While at the vets, if your dog starts showing signs of extreme stress and anxiety, it would be well worth asking the vet if you could reschedule the appointment. This may seem a waste of the vet’s time or an inconvenience, but it is not – by going away and prepping for the next appointment, you will make the whole process far less stressful and more successful for all involved.
It may be as simple as scheduling an appointment at the end of the day to avoid other dogs if your dog is not good with dogs.
If you must complete a car journey to the vets, take them out other times and let them think that more often than not cars can lead to fun, make the car journey to the vet the exception rather than the rule.
Consider using pheromones and other calming scents to help reduce the dog’s stress and anxiety, before arrival spray it onto towels, bedding or purpose made garments.
Think about where you position yourself in the waiting room, have somebody assist you, so the dog is not left around the reception desk where it can get crowded with people and other dogs.
Ask the vet if you can be in the room with your dog, just being around somebody familiar is going to help your dog, even better feed some tasty food during the examination or procedure if you are allowed to, this will help keep the dog busy but they may also learn that good stuff happens here too.
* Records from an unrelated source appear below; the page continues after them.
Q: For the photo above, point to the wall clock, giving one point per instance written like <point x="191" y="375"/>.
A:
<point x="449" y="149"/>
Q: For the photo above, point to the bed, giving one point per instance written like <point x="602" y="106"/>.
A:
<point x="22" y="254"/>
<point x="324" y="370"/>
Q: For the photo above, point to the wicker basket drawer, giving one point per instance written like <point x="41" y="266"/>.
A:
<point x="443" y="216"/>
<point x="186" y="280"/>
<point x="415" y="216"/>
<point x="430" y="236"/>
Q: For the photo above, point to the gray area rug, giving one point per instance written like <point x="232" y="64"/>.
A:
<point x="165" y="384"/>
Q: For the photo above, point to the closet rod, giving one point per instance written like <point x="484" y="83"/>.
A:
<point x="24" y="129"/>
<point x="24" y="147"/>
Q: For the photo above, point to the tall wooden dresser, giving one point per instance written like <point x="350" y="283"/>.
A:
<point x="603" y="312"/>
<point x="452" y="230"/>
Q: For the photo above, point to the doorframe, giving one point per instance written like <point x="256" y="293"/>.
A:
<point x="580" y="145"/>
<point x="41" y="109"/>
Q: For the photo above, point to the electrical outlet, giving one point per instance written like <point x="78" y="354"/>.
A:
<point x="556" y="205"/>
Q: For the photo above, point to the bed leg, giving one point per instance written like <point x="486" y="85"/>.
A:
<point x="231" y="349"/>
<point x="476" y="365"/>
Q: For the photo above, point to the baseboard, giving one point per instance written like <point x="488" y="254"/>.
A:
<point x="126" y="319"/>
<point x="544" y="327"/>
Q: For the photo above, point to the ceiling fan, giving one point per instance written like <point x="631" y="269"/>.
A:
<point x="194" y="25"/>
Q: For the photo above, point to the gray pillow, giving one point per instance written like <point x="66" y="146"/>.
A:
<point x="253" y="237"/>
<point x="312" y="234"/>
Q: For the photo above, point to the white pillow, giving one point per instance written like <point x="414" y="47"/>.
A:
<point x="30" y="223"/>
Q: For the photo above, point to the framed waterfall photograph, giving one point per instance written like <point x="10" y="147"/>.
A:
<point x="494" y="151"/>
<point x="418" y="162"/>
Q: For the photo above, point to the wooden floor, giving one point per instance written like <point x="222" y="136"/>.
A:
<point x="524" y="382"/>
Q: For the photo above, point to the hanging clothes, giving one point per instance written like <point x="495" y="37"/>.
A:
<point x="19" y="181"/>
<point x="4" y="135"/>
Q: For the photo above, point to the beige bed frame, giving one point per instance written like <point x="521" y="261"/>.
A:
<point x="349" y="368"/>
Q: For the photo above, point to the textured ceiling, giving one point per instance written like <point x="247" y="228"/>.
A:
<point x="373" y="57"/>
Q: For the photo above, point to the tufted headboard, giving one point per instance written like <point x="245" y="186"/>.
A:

You could pre-train some behaviours at home and turn routine husbandry such as nail clipping, administering ear drops, teeth cleaning and wearing a muzzle etc into a fun game. A competent positive reinforcement trainer can help you with this.
As a certified fear-free professional, I know there are many benefits to making the visit to the vets practice as fear free as possible and I hope this article has helped and given you something to think about.